Harrison Birtwistle im Gespräch über sein neues Orchesterwerk, Deep Time, das unter der Leitung von Daniel Barenboim im Juni in Berlin zur Uraufführung kommt.

Woher kommt die Idee zu Deep Time?

Es handelt sich um einen recht jungen Begriff, der von John McPhee 1981 in einem Buch mit dem Titel Basin and Range geprägt wurde und der sich auf die Vorstellung bezieht, Dinge mit einer enorm großen Zeitskala jenseits der menschlichen Vorstellungskraft zu messen, wie etwa das Alter von Gestein. Das Konzept von Deep Time schließt an die Arbeiten eines schottischen Geologen des 18. Jahrhunderts, James Hutton, an, der darlegte, dass die Vorgänge von Gesteins-Erosion, -Ablagerung und -Neubildung "keine Spur eines Anfangs und keine Idee eines Ausgangs" besitzen – ein Zustand ständiger Veränderung, der mich immer interessiert hat.

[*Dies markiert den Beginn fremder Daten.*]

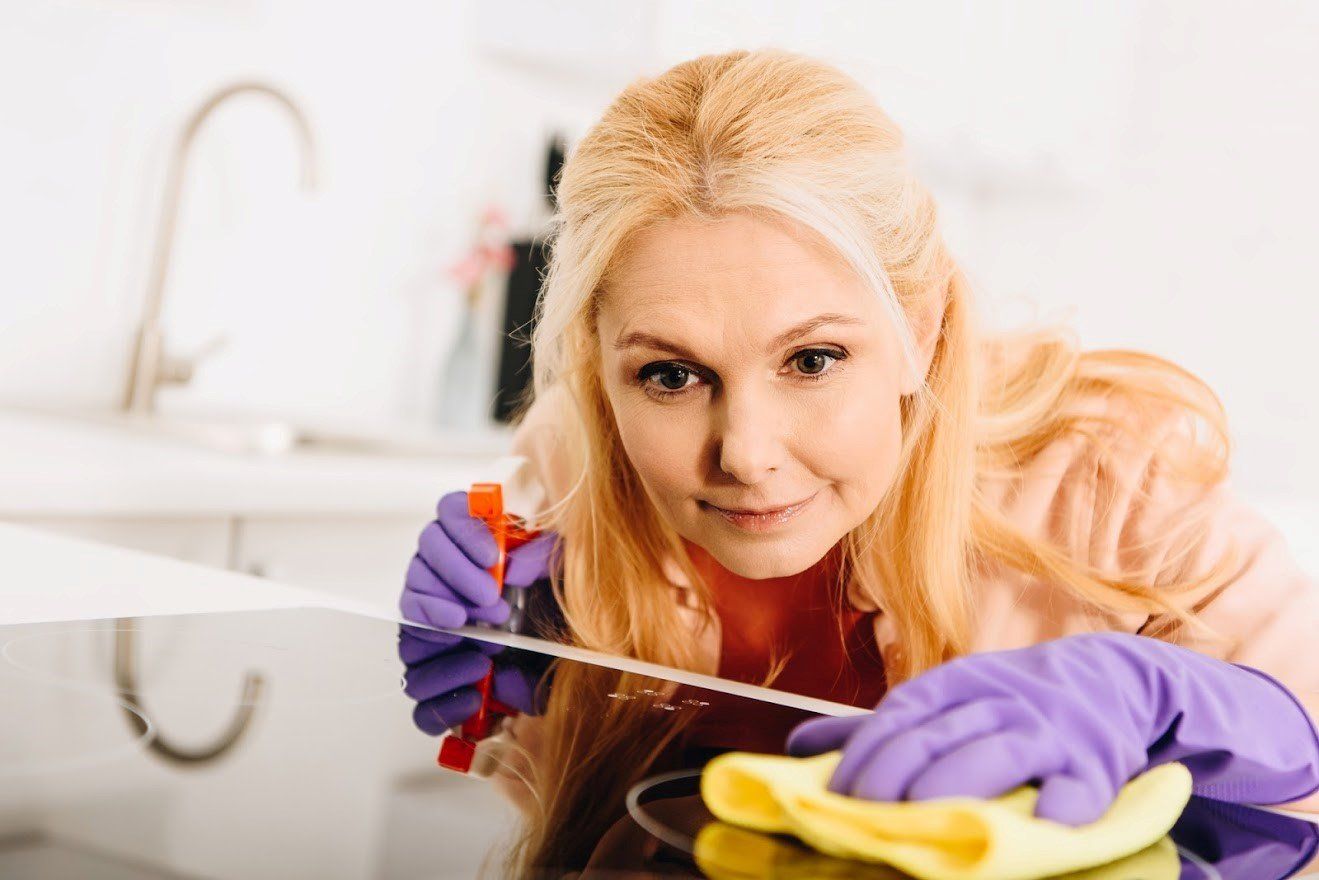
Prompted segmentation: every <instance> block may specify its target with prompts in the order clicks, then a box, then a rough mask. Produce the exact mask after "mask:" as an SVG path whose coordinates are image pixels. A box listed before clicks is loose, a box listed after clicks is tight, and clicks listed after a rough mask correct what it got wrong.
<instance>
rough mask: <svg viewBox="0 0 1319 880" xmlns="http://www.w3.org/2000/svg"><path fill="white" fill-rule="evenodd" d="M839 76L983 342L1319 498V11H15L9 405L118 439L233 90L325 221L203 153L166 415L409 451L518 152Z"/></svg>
mask: <svg viewBox="0 0 1319 880" xmlns="http://www.w3.org/2000/svg"><path fill="white" fill-rule="evenodd" d="M760 45H780V46H785V47H789V49H798V50H803V51H810V53H814V54H818V55H822V57H824V58H828V59H832V61H835V62H836V63H839V65H840V66H843V67H844V69H847V70H849V71H851V73H853V74H856V75H857V77H859V78H861V79H863V80H864V82H865V83H867V84H868V86H871V87H872V88H873V91H874V94H876V96H877V98H878V100H880V103H881V104H882V106H884V107H885V108H886V110H888V111H889V112H890V113H892V115H893V116H894V119H896V120H897V121H898V123H900V124H901V125H902V127H904V128H905V131H906V132H907V135H909V139H910V142H911V150H913V156H914V157H915V160H917V164H918V166H919V168H921V169H922V172H923V174H925V177H926V179H927V182H929V183H930V186H931V187H933V189H934V190H935V193H936V195H938V197H939V199H940V203H942V206H943V214H944V222H946V224H947V230H948V235H950V237H951V240H952V241H954V244H955V247H956V251H958V252H959V253H960V255H962V257H963V260H964V263H966V265H967V267H968V270H969V272H971V276H972V278H973V280H975V281H976V282H977V284H979V286H980V290H981V293H983V296H984V303H985V310H987V314H988V315H989V317H991V319H993V321H1013V319H1017V318H1020V317H1024V315H1028V314H1029V311H1028V310H1026V309H1025V306H1024V305H1022V302H1024V301H1025V299H1031V301H1035V302H1038V303H1039V305H1041V313H1042V315H1043V317H1053V315H1057V317H1062V318H1067V319H1071V321H1074V322H1076V325H1078V326H1079V330H1080V334H1082V338H1083V339H1084V340H1086V342H1087V343H1089V344H1093V346H1122V347H1137V348H1144V350H1149V351H1155V352H1158V354H1162V355H1166V356H1170V358H1173V359H1175V360H1178V361H1179V363H1182V364H1184V365H1186V367H1188V368H1190V369H1192V371H1195V372H1198V373H1200V375H1202V376H1203V377H1206V379H1207V380H1208V381H1210V383H1211V384H1212V385H1213V387H1215V388H1216V389H1217V391H1219V393H1220V394H1221V397H1223V398H1224V402H1225V404H1227V406H1228V412H1229V416H1231V417H1232V425H1233V431H1235V435H1236V438H1237V442H1239V449H1237V466H1236V470H1237V482H1239V483H1240V484H1241V486H1242V487H1245V488H1248V489H1250V491H1265V492H1286V493H1299V495H1303V496H1306V495H1308V496H1311V497H1314V496H1315V495H1316V493H1319V464H1316V463H1315V460H1314V456H1311V455H1310V454H1308V450H1310V449H1314V447H1315V446H1316V442H1315V441H1319V414H1316V408H1315V406H1312V405H1311V402H1310V401H1311V391H1310V383H1308V377H1310V376H1312V375H1316V373H1319V369H1316V368H1319V352H1316V347H1315V346H1314V344H1312V340H1311V335H1312V332H1314V330H1315V329H1316V327H1319V305H1316V299H1315V296H1314V294H1315V292H1316V286H1319V285H1316V280H1319V268H1316V267H1315V263H1314V260H1312V257H1311V256H1310V253H1311V252H1312V248H1311V247H1310V245H1311V241H1312V239H1314V237H1315V234H1316V232H1319V224H1316V220H1315V214H1314V206H1315V204H1316V203H1319V174H1316V173H1315V170H1314V165H1312V157H1314V156H1315V154H1319V115H1316V112H1315V110H1314V108H1315V107H1319V63H1316V61H1315V51H1314V47H1315V46H1319V7H1316V5H1314V4H1301V3H1275V1H1274V3H1254V4H1249V5H1245V4H1239V3H1227V1H1225V0H1215V1H1213V3H1191V1H1190V0H1183V1H1175V3H1174V1H1161V3H1137V1H1134V0H1122V1H1120V3H1111V4H1082V3H1066V4H1063V3H1045V1H1042V0H1041V1H1033V3H1004V1H993V3H954V1H951V0H938V1H934V3H874V4H872V3H836V1H835V3H818V1H807V0H801V1H794V3H773V4H772V3H765V1H764V0H739V1H725V3H720V4H702V3H696V1H695V0H649V1H646V3H636V4H608V3H600V1H594V3H574V4H538V3H532V1H530V0H518V1H514V3H510V1H506V0H505V1H504V3H484V4H477V3H448V4H434V3H419V1H418V3H380V4H353V5H351V7H350V5H347V4H314V3H301V1H297V3H295V1H293V0H265V1H262V0H232V1H224V0H193V1H190V3H177V4H165V3H132V1H128V0H124V1H120V3H91V1H90V0H87V1H82V3H75V1H73V0H65V3H58V4H57V3H40V4H38V3H26V4H11V5H8V7H5V9H4V11H3V12H0V75H3V77H4V82H5V83H7V86H5V87H4V90H3V92H0V102H3V103H0V120H3V121H0V125H3V132H4V135H3V139H0V158H3V160H4V161H3V164H0V168H3V170H0V204H3V206H4V207H3V208H0V232H3V234H4V239H3V240H4V241H5V245H7V247H5V260H4V267H5V276H7V277H5V278H4V281H3V284H0V401H20V400H51V398H58V400H69V401H80V402H86V404H88V405H109V404H111V402H112V401H113V400H116V398H117V394H119V391H120V385H121V383H123V369H124V361H125V359H127V355H128V344H129V340H131V332H132V327H133V322H135V321H136V314H137V310H138V307H140V305H138V303H140V298H141V296H142V290H144V285H145V281H144V278H145V274H146V267H148V261H149V243H150V235H152V234H153V230H154V223H156V210H157V198H158V191H157V190H158V187H160V177H161V175H162V161H164V156H165V149H166V144H168V139H169V137H170V136H171V132H173V131H174V128H175V127H177V125H178V123H179V120H181V119H182V117H183V116H185V115H186V112H187V110H189V108H190V107H191V106H193V104H194V103H195V102H197V100H199V99H200V96H202V95H203V94H206V92H207V91H208V90H210V88H212V87H215V86H218V84H220V83H223V82H227V80H230V79H231V78H235V77H237V75H243V74H255V75H261V77H265V78H269V79H272V80H274V82H277V83H280V84H282V86H285V87H286V88H289V90H290V91H291V92H293V94H295V95H297V96H298V98H299V100H301V103H302V104H303V107H305V108H306V111H307V113H309V115H310V116H311V119H313V124H314V125H315V128H317V135H318V142H319V149H321V158H322V172H323V183H324V186H323V189H322V190H321V193H319V194H317V197H315V198H314V199H305V198H303V197H302V195H301V194H299V193H298V191H297V189H295V186H294V182H295V179H297V165H295V162H297V153H295V150H294V142H293V139H291V132H290V131H289V129H288V127H286V125H285V124H284V120H282V119H281V117H280V115H278V113H277V112H274V111H273V110H272V108H270V107H269V106H268V104H264V103H261V102H260V100H253V102H248V103H244V104H241V106H239V104H235V106H232V107H230V108H227V110H226V111H223V112H222V113H220V115H218V116H216V119H214V120H212V123H214V124H212V125H211V127H210V128H208V131H207V132H206V133H203V140H202V142H200V144H199V148H198V152H197V156H195V160H197V161H195V165H194V169H193V170H194V173H193V175H191V179H190V189H189V193H187V197H186V198H187V204H186V211H185V216H183V224H182V226H181V230H179V235H178V244H177V248H175V252H174V257H175V259H174V273H173V276H171V280H170V290H169V301H168V305H166V310H168V314H169V321H170V334H171V339H174V340H175V342H177V343H178V344H179V346H181V347H185V348H186V347H189V346H193V344H197V343H199V342H202V340H203V339H206V338H208V336H210V335H212V332H215V331H218V330H226V329H227V330H230V332H231V334H232V336H233V340H232V344H231V347H230V348H228V350H226V351H224V352H222V354H220V355H216V356H215V358H214V359H212V360H210V361H207V363H206V364H204V365H203V369H202V373H200V375H199V376H198V380H197V381H195V383H194V385H193V387H190V388H187V389H169V392H168V394H166V396H165V397H164V398H162V400H164V402H165V405H166V406H170V405H177V406H183V405H189V406H203V405H216V406H218V405H226V404H249V405H264V406H268V408H273V409H281V410H295V412H307V413H336V414H344V416H353V417H360V418H367V420H394V418H405V420H417V421H429V420H431V418H433V414H431V412H430V410H429V406H430V404H431V398H433V397H434V383H435V376H434V373H435V371H437V369H438V359H439V354H441V351H442V348H443V346H446V344H447V334H448V332H451V330H452V326H454V319H455V317H456V314H455V306H456V302H458V297H459V292H458V290H456V289H454V288H452V285H450V284H447V282H446V281H445V280H443V276H442V270H443V267H445V265H446V264H447V263H448V261H450V260H451V259H452V257H454V256H456V255H458V253H459V252H460V251H462V248H463V245H464V244H466V243H467V236H468V234H470V227H471V220H472V218H474V216H475V214H476V211H479V210H480V207H483V206H484V204H485V203H488V202H491V201H497V202H499V203H501V204H504V206H505V207H506V208H509V210H510V211H512V212H513V214H514V216H516V218H517V219H518V222H520V223H522V224H526V226H534V224H536V222H537V218H536V215H534V208H536V195H534V193H536V187H537V186H538V183H539V174H541V162H542V157H541V148H542V139H543V136H545V135H546V133H547V132H549V131H550V128H551V127H555V125H559V127H563V128H566V129H567V131H568V133H579V132H580V131H582V129H583V128H584V127H586V125H587V124H588V123H590V121H591V119H594V116H595V113H598V112H599V110H601V108H603V106H604V104H605V103H607V102H608V99H609V98H611V96H612V94H615V92H616V91H617V88H619V87H621V86H623V84H624V83H627V82H628V79H629V78H630V77H633V75H636V74H640V73H654V71H658V70H662V69H663V67H666V66H667V65H670V63H673V62H677V61H679V59H683V58H687V57H691V55H694V54H699V53H703V51H714V50H720V49H728V47H733V46H760Z"/></svg>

Wie nimmt dies musikalische Gestalt an?

Als ich auf der schottischen Insel Saasay lebte, entdeckte ich, dass einige der ältesten und jüngsten Gesteine zusammenliegen infolge einer ausgreifenden geologischen Verwerfung. Da gab es eine seismische Katastrophe, die man sich kaum vorstellen kann, wenn man es heute sieht, die Gewalt eingefroren wie in einer Fotografie. Eine Zeit hat sich in die andere entladen und eine Diskontinuität erschaffen, die Parallelen zu dem neuen Orchesterstück besitzt. Ich möchte trotzdem klarstellen, dass das Werk nicht von Geologie handelt, es ist keine Beschreibung von etwas Bestimmten.

Aber die Motive von Zeit und Schichten verbinden Deep Time mit vielen anderen Ihrer Werke.

Ja. Ich denke insbesondere an The Triumph of Time und Earth Dances, und man könnte das neue Werk als letzte Tafel eines Triptychons betrachten, obwohl sie nicht in dieser Weise geplant wurden. The Triumph of Time ist eine Prozession, in der sich nichts verändert – das langsame Vergehen der Zeit ist der regulierende Faktor, wie in dem Holzschnitt von Bruegel, wo der Schritt des Elefanten die Dinge bestimmt. Earth Dances ist anders, weil es gänzlich linear ist und es keine Gleichzeitigkeit gibt; die Musik nimmt die Gestalt ineinander übergehender Material- und Aktions-Ebenen an. In Deep Time ist es, als würden diese Schichten ins Chaos zersprengt.

Wie bringen Sie Ordnung ins Chaos?

Das ist meine Herausforderung als Komponist. In der Musik kann oder will man nicht diese Art von Diskontinuität erreichen, da jedes Werk vom Hörer in Realzeit erfasst werden muss. Formale Logik tritt entweder zutage, weil Dinge unvermeidlich auf andere Dinge folgen, oder wird vom Komponisten angeordnet, um einen bestimmten Weg durch das Material zu schaffen. Man denke an Strawinskys Symphonies d’instruments à vent – der Komponist mag die Noten in kleine Zettel zerschnitten und durcheinander gemischt haben, doch für meine Ohren hört man eine klare Kontinuität.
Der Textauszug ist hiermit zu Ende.